From reading the reports it seems that there has not been historically conclusive drilling in any of these open pit areas - MRP management has spent much time obtaining these tenements meaning the drilling will not stop for a while yet -but it's worth noting that the first target - and most prospective it seems - has been drilled out with some results pending.

Total cap seems to be in the vicinity of 160M shares at current SP 0.35 giving $56M. IPO was at 0.30.



*Daily chart with months on grid lines.*


----------



## springhill (6 August 2012)

*Nimbus on track for Silver Superpit with Significant Resource Upgrade*
Highlights:
• Nimbus Resource upgrade to 2.8Mt @ 139g/t Ag-Eq* containing 12.5Moz Ag-Eq* Including 10.1Moz Silver (Ag), 34,300t Zn and credits for Au-Hg-Cu-Pb;
• 46% of Nimbus Resource now in Measured or Indicated categories;
• Preliminary Pit Optimisation studies range from $86 – $113M NPV and cash cost sub-$9/oz Ag
• Initial exploration target exceeded by more than 200%; and
• Coolgardie and Boorara Gold Resource increased by more than 50% to 297,000oz Au.

Less than 11 months after its acquisition, Kalgoorlie silver developer MacPhersons Resources Ltd (ASX:MRP) is pleased to announce it has taken its 100 per cent owned Nimbus Silver Project from zero resource to 2.8Mt @ 139g/t Ag-Eq* containing 12.5Moz Ag-Eq*. The Resource includes 10.1Moz silver (Ag), 34,300t zinc (Zn) and credits for gold (Au), mercury (Hg), copper (Cu) and lead (Pb).

This latest upgrade is more than double the 6Moz exploration target the Company set after it acquired the project in September 2011. It has only been modelled down to 260m below surface and is open at depth. And does not include other silver deposits already identified within the tenement group.

The current model includes drilling only to 03 June 2012, although the company has maintained continuous drilling since that time with 3 rigs concurrently utilized.
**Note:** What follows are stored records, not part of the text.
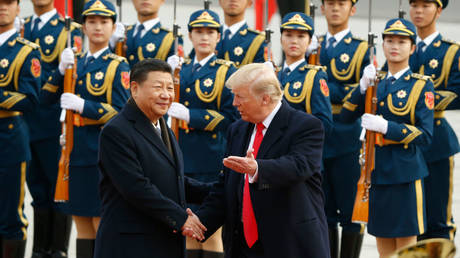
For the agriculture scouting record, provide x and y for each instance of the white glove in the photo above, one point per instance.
(18, 22)
(368, 78)
(118, 34)
(179, 111)
(67, 58)
(72, 102)
(270, 65)
(374, 123)
(174, 61)
(313, 45)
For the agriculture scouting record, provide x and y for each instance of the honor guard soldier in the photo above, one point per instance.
(206, 107)
(146, 38)
(51, 227)
(101, 90)
(238, 43)
(404, 123)
(305, 86)
(438, 58)
(345, 56)
(20, 72)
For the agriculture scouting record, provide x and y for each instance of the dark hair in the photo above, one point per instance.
(141, 69)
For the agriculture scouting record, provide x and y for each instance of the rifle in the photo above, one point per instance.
(176, 76)
(66, 139)
(367, 156)
(314, 56)
(120, 47)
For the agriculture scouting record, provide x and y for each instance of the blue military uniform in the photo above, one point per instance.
(51, 228)
(440, 60)
(305, 87)
(245, 47)
(103, 83)
(345, 62)
(203, 91)
(157, 42)
(406, 101)
(20, 72)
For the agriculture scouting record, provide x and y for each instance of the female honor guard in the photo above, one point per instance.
(206, 107)
(305, 86)
(439, 58)
(101, 90)
(404, 123)
(20, 73)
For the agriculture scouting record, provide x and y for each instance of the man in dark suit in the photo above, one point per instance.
(142, 185)
(269, 196)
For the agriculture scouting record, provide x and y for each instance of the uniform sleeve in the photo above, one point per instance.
(103, 111)
(421, 133)
(26, 97)
(216, 120)
(320, 102)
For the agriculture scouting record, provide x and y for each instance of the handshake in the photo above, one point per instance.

MacPhersons continues to post positive results from its gold projects at Coolgardie and Boorara. The MacPhersons' gold Resource has increased by more than 50% to 297,000oz Au in the Measured, Indicated and Inferred categories.


----------



## greggles (26 July 2018)

A bottom of 7c might be in for MacPhersons Resources after they announced this morning that Reverse  Circulation drilling results from the Boorara Gold Project near Kalgoorlie have intersected significant gold mineralisation.

Highlights include:





Very nice gold hits and welcome news for MRP after almost a year and a half of steady share price decline. From a high of 30c in March 2017 it has fallen to a low of 7c in May and then again in June in what is now looking like a double bottom.

Today, the share price is up 20.55% to 8.8c with an intraday high of 9.5c.


----------



## System (18 June 2019)

On June 17th, 2019, MacPhersons Resources Limited (MRP) was removed from the ASX's Official List in accordance with Listing Rule 17.11, following implementation of the scheme of arrangement with Intermin Resources Limited (IRC) on Friday June 14th, 2019.


----------